Selain karena obat dan transportasi lebih murah, menurutnya ada kenyamanan pasien dalam melakukan komunikasi dengan dokter.
“Kami sekarang selalu mengatakan kemampuan komunikasi pada dokter di Indonesia harus ditingkatkan, karena salah satu dasar pasien berobat ke luar negeri, berobat ke Malaysia, atau Singapura, itu salah satunya karena faktor komunikasinya yang mereka anggap lebih enak di sana daripada di Indonesia,” lanjut Adib.
Untuk diketahui, jumlah masyarakat Indonesia yang bolak-balik ke luar negeri untuk berobat ada lebih dari 1 juta orang. Indonesia jelas dirugikan dari kondisi ini sebab ada potensi nilai ekonomi yang hilang.
Indonesia memang tertinggal dalam sektor kesehatan. Saat ini, rasio dokter di Indonesia berada di level 0,47 jika dibandingkan dengan jumlah penduduk di Tanah Air.
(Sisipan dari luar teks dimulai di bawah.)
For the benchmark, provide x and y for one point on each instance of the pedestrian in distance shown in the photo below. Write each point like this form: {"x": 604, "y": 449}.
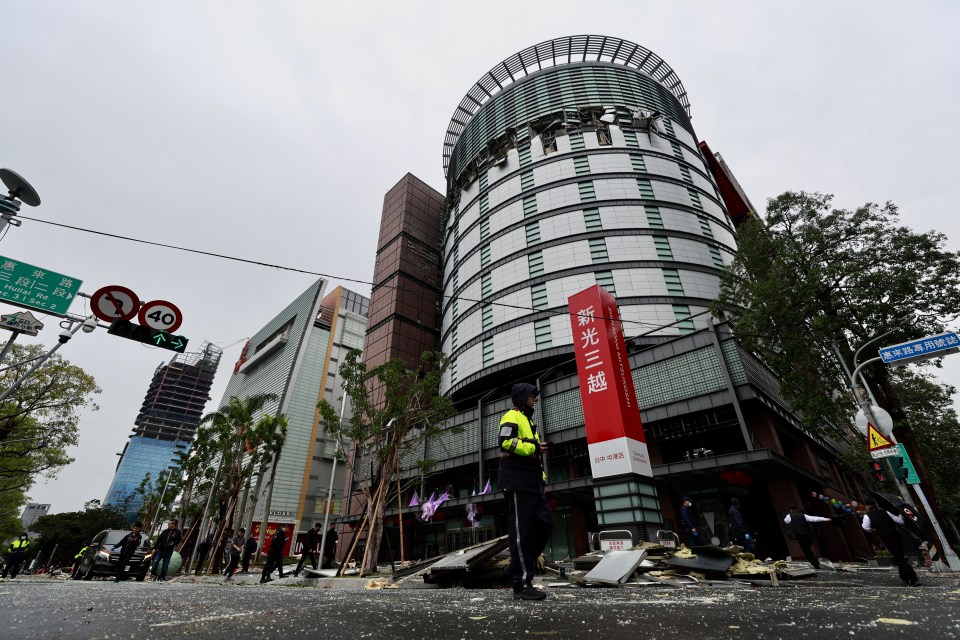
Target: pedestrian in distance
{"x": 887, "y": 525}
{"x": 78, "y": 558}
{"x": 128, "y": 545}
{"x": 523, "y": 482}
{"x": 739, "y": 529}
{"x": 16, "y": 554}
{"x": 311, "y": 549}
{"x": 330, "y": 547}
{"x": 203, "y": 548}
{"x": 167, "y": 543}
{"x": 799, "y": 523}
{"x": 274, "y": 555}
{"x": 249, "y": 548}
{"x": 235, "y": 547}
{"x": 691, "y": 523}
Mengacu standar Organisasi Kesehatan Dunia (WHO), rasio jumlah dokter, termasuk dokter umum dan spesialis, yang ideal, yaitu 1/1000 atau 1 dokter per 1000 penduduk.
Apabila sebuah negara berhasil memenuhi “golden line” tersebut, maka dapat dikategorikan berhasil dan bertanggung jawab kepada rakyatnya di bidang kesehatan.
Angka terakhir yang didapatkan dari WHO dan World Bank, rasio Indonesia berada di 0,47/1000. Angka ini membawa Indonesia menempati posisi ketiga terendah di ASEAN setelah Laos 0,3/1000 dan Kamboja 0,42/1000.
Jaminan Kesehatan
Roy Pangharapan menyampaikan akar masalah yang mendesak harus diselesaikan adalah memperbaikin sistim pembiayaan kesehatan bagi masyarakat. Menurutnya yang paling mendasar memastikan sistim Jaminan Kesehatan yang melayani semua pembiayaan langsung oleh negara. Sehingga seluruh rakyat mendapatkan pelayanan kesehatan secara cuma-cuma sampai sembuh disetiap rumah sakit pemerintah.
“Sistim ini pernah dijalani dalam program Jamkesmas 2004-2009.jaman Menkes Siti Fadilah. Seluruh rakyat berobat gratis gak pake iuran di RS pemerintah sampai sembuh. Sekarang sih pakai bayar iuran BPJS, gak semua ditanggung. Kalau gak ada duit pasrah,” jelasnya.
Roy mengatakan, tanpa jaminan kesehatan tidak akan merubah sistim kesehatan dan masyarakat hanya korban.
“Sudah merdeka sejak 1945, sampai sekarang gak beres-beres,” ujarnya.